Quando a dor se senta ao seu lado

Ellen Bass é uma escritora e poetisa americana. Tem 75 anos. 

Se você soubesse

E se você soubesse que seria o último/ a tocar em alguém? /Se você estivesse pegando ingressos, por exemplo,/ no teatro, rasgando-os,/ devolvendo os canhotos esfarrapados,/ poderia ter o cuidado de tocar a palma da mão, passar/ as pontas dos dedos/ ao longo da dobra da linha da vida.

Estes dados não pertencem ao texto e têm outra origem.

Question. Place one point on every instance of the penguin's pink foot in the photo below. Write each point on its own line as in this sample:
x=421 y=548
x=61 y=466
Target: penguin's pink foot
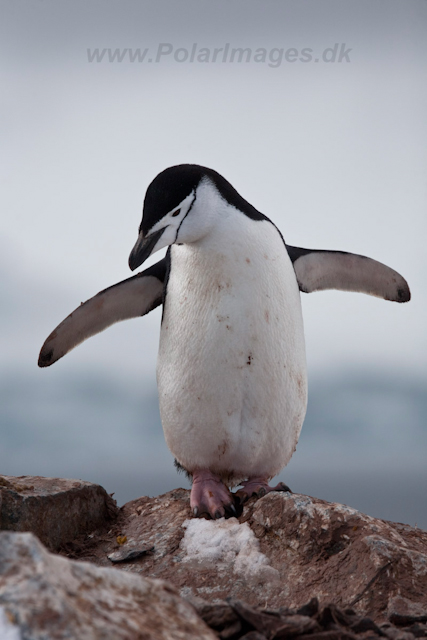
x=210 y=495
x=258 y=487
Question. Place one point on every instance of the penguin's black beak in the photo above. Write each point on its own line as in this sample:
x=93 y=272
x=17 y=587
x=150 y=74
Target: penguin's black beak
x=143 y=248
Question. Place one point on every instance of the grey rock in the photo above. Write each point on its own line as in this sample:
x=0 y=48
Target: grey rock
x=54 y=509
x=48 y=597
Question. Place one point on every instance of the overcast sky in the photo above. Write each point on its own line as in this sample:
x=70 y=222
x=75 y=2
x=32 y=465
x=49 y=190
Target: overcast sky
x=334 y=152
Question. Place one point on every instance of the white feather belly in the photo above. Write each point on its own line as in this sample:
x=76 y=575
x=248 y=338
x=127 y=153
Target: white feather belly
x=231 y=368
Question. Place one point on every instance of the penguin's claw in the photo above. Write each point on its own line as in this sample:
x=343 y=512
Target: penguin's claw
x=210 y=495
x=258 y=487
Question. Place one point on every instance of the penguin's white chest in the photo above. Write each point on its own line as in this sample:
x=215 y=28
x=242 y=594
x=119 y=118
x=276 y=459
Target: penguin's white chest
x=231 y=367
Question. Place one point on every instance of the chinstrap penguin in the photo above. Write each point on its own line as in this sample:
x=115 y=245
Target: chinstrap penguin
x=231 y=369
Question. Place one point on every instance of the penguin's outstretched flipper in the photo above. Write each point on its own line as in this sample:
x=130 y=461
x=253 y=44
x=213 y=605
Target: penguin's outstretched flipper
x=131 y=298
x=317 y=270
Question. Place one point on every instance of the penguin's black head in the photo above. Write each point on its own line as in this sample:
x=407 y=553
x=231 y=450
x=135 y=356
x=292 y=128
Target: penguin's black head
x=169 y=200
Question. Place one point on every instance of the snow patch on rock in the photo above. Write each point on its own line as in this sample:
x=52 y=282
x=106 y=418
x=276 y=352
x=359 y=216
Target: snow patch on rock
x=227 y=544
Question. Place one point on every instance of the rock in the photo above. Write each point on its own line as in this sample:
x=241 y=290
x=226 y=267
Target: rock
x=54 y=509
x=283 y=550
x=48 y=597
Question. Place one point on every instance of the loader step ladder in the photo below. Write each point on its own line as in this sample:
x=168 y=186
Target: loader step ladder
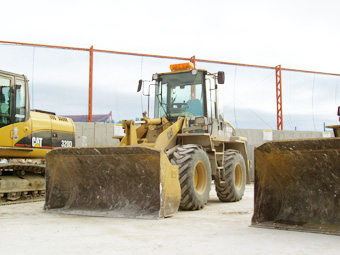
x=218 y=149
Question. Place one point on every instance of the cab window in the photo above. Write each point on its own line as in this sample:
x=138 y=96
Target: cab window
x=5 y=90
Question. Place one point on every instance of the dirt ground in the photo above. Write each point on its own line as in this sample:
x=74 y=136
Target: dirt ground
x=220 y=228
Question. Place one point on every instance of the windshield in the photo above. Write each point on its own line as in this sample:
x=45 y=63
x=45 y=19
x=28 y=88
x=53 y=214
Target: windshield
x=4 y=101
x=180 y=94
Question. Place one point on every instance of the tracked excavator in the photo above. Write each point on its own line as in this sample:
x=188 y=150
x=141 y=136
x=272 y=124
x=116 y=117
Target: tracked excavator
x=297 y=185
x=26 y=136
x=162 y=164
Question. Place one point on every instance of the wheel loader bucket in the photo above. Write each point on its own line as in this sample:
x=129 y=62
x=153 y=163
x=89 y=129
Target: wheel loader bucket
x=297 y=185
x=127 y=181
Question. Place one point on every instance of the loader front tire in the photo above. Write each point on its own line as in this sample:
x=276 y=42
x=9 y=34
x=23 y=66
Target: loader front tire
x=232 y=189
x=194 y=176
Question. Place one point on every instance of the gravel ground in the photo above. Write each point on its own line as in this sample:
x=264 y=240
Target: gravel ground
x=220 y=228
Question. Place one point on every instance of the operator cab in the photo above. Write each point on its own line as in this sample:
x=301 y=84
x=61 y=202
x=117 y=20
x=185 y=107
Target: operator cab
x=187 y=92
x=13 y=98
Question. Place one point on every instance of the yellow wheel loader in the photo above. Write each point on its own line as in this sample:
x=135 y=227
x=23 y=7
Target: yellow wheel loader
x=297 y=185
x=162 y=164
x=26 y=136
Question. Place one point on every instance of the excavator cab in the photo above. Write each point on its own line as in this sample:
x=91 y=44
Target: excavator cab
x=13 y=98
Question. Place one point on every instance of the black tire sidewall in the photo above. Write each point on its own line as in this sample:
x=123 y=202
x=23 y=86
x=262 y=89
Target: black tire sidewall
x=200 y=155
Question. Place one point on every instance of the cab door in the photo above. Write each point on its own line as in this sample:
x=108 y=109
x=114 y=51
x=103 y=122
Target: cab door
x=6 y=82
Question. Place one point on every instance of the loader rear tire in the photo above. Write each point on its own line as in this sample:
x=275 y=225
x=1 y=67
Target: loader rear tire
x=194 y=176
x=232 y=189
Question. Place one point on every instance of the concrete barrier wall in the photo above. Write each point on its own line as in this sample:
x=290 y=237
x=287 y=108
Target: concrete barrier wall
x=101 y=134
x=95 y=134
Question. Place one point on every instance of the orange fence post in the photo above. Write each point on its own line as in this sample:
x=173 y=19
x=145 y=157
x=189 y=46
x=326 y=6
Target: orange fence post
x=90 y=85
x=279 y=98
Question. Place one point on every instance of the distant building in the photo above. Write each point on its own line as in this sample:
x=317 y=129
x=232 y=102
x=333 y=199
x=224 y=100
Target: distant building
x=104 y=118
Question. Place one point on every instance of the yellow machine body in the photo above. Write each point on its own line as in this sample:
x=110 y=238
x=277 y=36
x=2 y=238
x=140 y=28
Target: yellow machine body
x=161 y=164
x=25 y=135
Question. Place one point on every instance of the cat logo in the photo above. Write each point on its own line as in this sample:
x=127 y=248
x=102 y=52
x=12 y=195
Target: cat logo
x=36 y=142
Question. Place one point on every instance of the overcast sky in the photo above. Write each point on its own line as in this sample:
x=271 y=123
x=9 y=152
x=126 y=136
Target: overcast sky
x=300 y=34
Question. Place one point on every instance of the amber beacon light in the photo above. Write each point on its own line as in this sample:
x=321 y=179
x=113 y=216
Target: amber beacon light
x=182 y=66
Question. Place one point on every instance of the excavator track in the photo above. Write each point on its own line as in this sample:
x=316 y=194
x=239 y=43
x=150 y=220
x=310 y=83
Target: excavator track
x=21 y=183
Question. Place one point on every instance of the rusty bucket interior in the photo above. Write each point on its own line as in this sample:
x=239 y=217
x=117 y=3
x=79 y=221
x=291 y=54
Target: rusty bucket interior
x=131 y=182
x=297 y=185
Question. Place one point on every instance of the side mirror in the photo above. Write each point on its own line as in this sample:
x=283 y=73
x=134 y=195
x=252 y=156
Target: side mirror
x=220 y=77
x=140 y=84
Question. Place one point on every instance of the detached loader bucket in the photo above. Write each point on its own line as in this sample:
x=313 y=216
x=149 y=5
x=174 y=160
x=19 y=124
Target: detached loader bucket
x=132 y=182
x=297 y=185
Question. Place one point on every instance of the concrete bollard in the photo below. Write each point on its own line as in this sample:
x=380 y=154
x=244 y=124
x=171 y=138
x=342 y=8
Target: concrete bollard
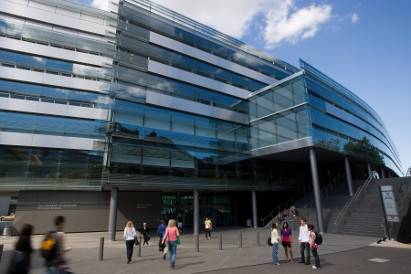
x=101 y=249
x=1 y=250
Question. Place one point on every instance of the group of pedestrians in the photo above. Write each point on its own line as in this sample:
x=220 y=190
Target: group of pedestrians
x=306 y=240
x=168 y=239
x=55 y=261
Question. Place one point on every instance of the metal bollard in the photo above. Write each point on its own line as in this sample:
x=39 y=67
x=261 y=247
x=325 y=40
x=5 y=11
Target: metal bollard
x=100 y=256
x=197 y=242
x=1 y=250
x=139 y=246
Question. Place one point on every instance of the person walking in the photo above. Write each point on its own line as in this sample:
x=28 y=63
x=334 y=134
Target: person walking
x=180 y=223
x=130 y=237
x=20 y=263
x=304 y=241
x=56 y=263
x=275 y=240
x=171 y=235
x=287 y=240
x=146 y=234
x=208 y=225
x=314 y=247
x=160 y=233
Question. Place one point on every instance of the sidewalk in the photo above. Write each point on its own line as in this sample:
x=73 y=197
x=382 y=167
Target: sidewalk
x=84 y=256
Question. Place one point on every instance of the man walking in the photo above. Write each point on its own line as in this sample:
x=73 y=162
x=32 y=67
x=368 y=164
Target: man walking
x=304 y=240
x=160 y=233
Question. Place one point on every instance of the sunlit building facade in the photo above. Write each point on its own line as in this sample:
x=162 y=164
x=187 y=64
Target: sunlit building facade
x=142 y=113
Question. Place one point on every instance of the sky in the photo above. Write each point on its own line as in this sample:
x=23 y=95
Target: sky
x=365 y=45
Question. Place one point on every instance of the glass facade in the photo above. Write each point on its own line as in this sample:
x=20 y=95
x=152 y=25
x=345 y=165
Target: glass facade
x=143 y=98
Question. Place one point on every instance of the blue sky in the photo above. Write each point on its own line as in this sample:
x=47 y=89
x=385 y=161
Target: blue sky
x=364 y=45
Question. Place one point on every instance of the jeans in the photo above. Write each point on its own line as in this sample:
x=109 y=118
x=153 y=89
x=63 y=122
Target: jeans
x=306 y=247
x=129 y=246
x=275 y=253
x=316 y=257
x=172 y=251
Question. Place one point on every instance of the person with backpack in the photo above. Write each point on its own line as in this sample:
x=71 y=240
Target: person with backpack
x=20 y=262
x=171 y=235
x=130 y=237
x=53 y=249
x=304 y=241
x=314 y=246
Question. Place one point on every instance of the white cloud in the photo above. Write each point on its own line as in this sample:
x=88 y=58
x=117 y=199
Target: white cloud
x=354 y=18
x=281 y=20
x=291 y=24
x=100 y=4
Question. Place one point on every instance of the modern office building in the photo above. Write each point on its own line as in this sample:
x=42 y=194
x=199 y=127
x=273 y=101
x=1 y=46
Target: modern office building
x=141 y=113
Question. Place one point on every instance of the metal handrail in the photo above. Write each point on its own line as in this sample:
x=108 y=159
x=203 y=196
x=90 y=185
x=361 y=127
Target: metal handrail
x=348 y=206
x=282 y=205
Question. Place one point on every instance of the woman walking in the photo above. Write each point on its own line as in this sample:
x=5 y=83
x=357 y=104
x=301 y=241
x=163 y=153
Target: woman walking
x=20 y=263
x=275 y=240
x=146 y=234
x=287 y=241
x=171 y=234
x=314 y=247
x=129 y=236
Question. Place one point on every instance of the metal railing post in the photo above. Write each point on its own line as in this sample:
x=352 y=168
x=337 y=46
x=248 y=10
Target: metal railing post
x=100 y=256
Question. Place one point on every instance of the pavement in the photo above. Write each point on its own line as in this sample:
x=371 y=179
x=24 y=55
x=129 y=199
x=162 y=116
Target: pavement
x=338 y=253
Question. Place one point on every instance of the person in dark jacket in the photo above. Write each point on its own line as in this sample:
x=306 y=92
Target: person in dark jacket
x=20 y=263
x=146 y=234
x=57 y=263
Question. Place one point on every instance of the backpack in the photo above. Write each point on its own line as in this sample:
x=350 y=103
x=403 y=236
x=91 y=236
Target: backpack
x=48 y=245
x=318 y=238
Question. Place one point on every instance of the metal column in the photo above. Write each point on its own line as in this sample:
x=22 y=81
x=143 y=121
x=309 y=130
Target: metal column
x=316 y=187
x=348 y=174
x=196 y=217
x=112 y=218
x=254 y=207
x=369 y=169
x=382 y=172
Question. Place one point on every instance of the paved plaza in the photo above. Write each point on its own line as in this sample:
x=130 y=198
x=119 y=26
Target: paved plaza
x=338 y=253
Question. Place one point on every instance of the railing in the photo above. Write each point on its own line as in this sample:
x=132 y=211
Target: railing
x=287 y=204
x=348 y=207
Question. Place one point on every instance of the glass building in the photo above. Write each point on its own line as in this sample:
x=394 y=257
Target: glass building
x=142 y=113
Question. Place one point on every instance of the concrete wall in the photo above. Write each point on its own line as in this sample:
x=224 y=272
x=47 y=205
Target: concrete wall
x=85 y=211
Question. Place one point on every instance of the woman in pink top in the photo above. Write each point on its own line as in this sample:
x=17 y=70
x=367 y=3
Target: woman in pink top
x=171 y=236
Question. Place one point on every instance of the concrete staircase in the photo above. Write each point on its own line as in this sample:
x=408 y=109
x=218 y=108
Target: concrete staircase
x=366 y=218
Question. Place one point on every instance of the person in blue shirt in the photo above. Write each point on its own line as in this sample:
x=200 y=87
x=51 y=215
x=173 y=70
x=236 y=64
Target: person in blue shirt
x=160 y=233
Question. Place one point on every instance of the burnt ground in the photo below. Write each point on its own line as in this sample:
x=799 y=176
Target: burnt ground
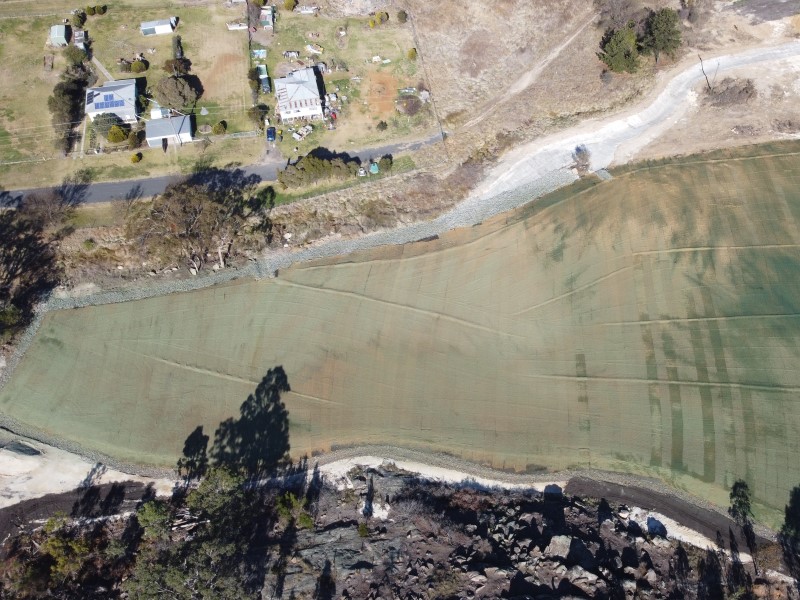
x=707 y=522
x=767 y=10
x=91 y=502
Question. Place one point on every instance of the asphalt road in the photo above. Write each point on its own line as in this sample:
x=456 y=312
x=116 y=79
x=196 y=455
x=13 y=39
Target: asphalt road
x=267 y=171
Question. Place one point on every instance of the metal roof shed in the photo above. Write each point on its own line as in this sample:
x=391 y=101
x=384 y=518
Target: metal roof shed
x=160 y=27
x=59 y=35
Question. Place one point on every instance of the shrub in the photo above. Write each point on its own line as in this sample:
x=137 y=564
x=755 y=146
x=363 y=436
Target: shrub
x=177 y=47
x=116 y=134
x=134 y=140
x=619 y=51
x=74 y=55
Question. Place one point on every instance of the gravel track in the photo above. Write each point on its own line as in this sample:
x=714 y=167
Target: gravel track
x=522 y=176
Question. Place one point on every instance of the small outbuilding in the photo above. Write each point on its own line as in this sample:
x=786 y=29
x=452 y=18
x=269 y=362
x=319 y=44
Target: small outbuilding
x=160 y=27
x=266 y=17
x=59 y=35
x=79 y=39
x=173 y=129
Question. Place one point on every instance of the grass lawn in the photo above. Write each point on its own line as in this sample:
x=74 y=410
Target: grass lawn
x=645 y=324
x=118 y=166
x=370 y=88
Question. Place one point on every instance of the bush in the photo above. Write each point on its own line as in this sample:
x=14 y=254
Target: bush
x=177 y=47
x=74 y=55
x=134 y=140
x=619 y=51
x=117 y=134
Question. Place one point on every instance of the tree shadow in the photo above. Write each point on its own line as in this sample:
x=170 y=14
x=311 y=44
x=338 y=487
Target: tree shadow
x=258 y=441
x=789 y=536
x=194 y=462
x=327 y=154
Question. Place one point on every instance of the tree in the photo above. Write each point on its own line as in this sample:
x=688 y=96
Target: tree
x=195 y=217
x=175 y=92
x=619 y=51
x=662 y=32
x=79 y=19
x=177 y=66
x=117 y=134
x=740 y=509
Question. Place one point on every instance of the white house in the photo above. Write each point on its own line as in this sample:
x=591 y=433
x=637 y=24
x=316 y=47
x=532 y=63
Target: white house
x=174 y=129
x=160 y=27
x=115 y=97
x=299 y=96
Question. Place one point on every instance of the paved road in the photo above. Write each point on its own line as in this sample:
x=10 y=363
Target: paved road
x=267 y=171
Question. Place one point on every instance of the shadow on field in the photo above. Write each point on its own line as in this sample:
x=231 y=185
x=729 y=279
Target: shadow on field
x=254 y=444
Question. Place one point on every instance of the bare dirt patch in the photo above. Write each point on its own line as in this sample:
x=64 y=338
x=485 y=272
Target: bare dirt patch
x=381 y=90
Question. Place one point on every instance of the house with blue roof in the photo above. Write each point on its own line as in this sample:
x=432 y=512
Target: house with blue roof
x=114 y=97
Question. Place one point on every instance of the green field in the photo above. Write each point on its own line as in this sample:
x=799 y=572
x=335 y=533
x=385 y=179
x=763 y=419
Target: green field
x=647 y=324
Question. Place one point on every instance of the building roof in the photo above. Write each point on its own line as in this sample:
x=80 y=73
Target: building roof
x=113 y=96
x=167 y=127
x=58 y=33
x=297 y=90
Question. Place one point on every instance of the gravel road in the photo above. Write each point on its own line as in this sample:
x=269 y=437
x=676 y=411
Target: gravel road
x=521 y=176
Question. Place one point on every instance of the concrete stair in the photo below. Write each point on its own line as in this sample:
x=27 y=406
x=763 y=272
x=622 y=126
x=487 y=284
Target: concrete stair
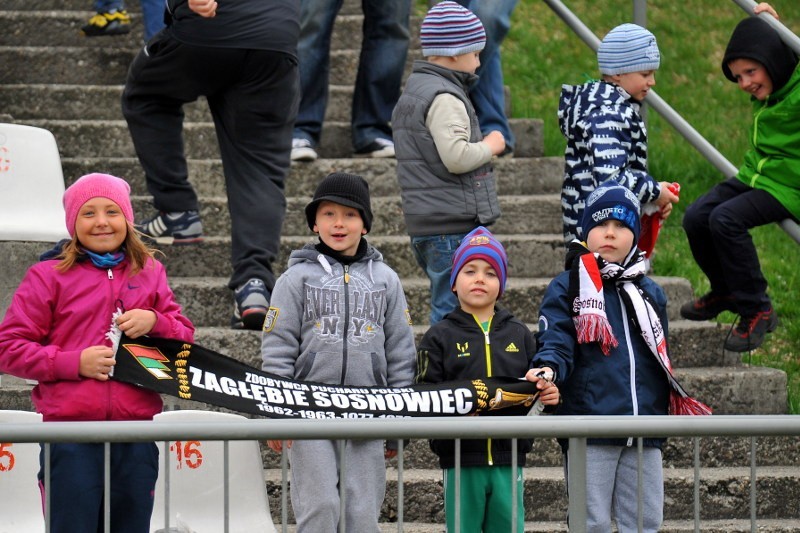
x=72 y=85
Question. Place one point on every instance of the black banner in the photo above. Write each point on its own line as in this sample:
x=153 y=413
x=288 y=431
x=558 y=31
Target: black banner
x=192 y=372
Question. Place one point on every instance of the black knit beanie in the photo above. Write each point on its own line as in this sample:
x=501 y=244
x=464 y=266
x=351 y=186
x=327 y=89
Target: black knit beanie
x=345 y=189
x=755 y=39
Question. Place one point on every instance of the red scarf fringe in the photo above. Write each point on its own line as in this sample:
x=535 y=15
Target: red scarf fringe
x=686 y=405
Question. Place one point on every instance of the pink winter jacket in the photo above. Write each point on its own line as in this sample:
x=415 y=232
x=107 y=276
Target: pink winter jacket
x=54 y=316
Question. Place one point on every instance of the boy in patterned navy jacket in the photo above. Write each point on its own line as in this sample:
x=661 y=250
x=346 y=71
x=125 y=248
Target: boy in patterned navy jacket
x=606 y=136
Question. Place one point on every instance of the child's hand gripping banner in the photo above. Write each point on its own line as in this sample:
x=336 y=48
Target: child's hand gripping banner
x=192 y=372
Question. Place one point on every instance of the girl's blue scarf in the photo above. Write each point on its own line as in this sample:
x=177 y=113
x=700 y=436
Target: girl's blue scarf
x=105 y=260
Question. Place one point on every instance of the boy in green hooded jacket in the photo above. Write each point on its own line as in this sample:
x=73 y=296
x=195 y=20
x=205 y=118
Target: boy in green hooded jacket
x=765 y=190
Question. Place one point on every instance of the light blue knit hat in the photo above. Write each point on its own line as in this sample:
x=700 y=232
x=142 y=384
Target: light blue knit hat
x=449 y=30
x=628 y=48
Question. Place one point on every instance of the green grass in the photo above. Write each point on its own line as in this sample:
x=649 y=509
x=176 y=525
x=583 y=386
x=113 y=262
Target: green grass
x=541 y=53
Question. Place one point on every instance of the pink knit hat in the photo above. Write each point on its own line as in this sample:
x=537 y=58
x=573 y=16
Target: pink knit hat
x=92 y=186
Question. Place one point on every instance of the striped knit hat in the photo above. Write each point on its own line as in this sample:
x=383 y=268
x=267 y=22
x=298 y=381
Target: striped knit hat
x=450 y=30
x=481 y=244
x=628 y=48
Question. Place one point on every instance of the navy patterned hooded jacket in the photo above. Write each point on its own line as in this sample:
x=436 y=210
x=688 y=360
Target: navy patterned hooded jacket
x=606 y=140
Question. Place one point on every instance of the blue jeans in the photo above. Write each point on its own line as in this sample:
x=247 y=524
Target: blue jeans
x=152 y=13
x=76 y=486
x=380 y=67
x=434 y=253
x=488 y=95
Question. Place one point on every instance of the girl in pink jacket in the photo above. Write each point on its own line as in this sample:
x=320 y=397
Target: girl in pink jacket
x=60 y=330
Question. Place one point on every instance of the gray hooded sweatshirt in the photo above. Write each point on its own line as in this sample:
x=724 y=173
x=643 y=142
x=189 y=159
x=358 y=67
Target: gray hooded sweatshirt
x=337 y=324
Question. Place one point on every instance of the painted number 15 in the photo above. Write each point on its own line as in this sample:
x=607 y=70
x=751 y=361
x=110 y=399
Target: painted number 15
x=187 y=453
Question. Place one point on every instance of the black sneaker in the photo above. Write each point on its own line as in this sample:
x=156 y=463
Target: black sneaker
x=749 y=333
x=112 y=23
x=381 y=148
x=179 y=227
x=252 y=303
x=707 y=307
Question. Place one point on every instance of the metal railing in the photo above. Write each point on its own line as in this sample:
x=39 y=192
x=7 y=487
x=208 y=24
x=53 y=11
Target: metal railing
x=577 y=429
x=694 y=138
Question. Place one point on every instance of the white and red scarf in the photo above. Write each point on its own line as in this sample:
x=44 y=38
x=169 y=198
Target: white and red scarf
x=588 y=272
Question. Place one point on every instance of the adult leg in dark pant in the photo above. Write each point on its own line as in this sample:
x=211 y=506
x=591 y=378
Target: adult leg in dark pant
x=254 y=120
x=253 y=99
x=160 y=80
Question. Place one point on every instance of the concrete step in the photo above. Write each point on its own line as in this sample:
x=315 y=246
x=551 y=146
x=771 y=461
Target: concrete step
x=349 y=7
x=534 y=214
x=724 y=494
x=110 y=138
x=713 y=452
x=24 y=28
x=692 y=344
x=58 y=28
x=517 y=176
x=533 y=255
x=108 y=64
x=208 y=302
x=669 y=526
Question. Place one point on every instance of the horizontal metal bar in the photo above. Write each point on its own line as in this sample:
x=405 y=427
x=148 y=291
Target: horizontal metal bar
x=438 y=427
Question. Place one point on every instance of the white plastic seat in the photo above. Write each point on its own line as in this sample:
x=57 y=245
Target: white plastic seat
x=196 y=479
x=21 y=500
x=31 y=185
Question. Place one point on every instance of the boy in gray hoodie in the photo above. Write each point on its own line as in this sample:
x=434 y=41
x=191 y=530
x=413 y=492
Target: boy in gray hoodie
x=338 y=316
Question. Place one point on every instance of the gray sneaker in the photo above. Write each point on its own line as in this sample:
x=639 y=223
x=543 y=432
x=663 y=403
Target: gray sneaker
x=302 y=150
x=178 y=227
x=379 y=148
x=251 y=305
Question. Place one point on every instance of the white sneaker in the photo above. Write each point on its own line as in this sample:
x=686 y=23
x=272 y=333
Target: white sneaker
x=302 y=150
x=382 y=148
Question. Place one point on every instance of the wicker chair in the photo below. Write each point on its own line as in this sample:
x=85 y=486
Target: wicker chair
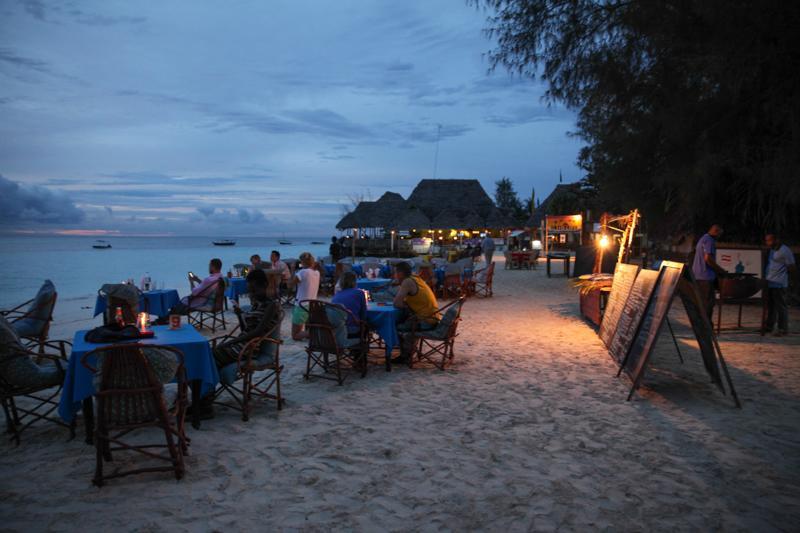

Quando um homem puxa sua mala de rodas/ muito devagar pelo aeroporto, quando/ o carro na minha frente não sinaliza,/ quando o balconista da farmácia/ não diz obrigado, não me lembro/ que eles vão morrer.

Uma amiga me disse que ela estava com a tia./ Tinham acabado de almoçar e o garçom,/ um jovem gay de olhos negros cor de ameixa,/ brincou enquanto servia o café, beijou/ o rosto empoado da tia quando saíram./ Depois andaram meio quarteirão e a tia dela/ caiu morta na calçada.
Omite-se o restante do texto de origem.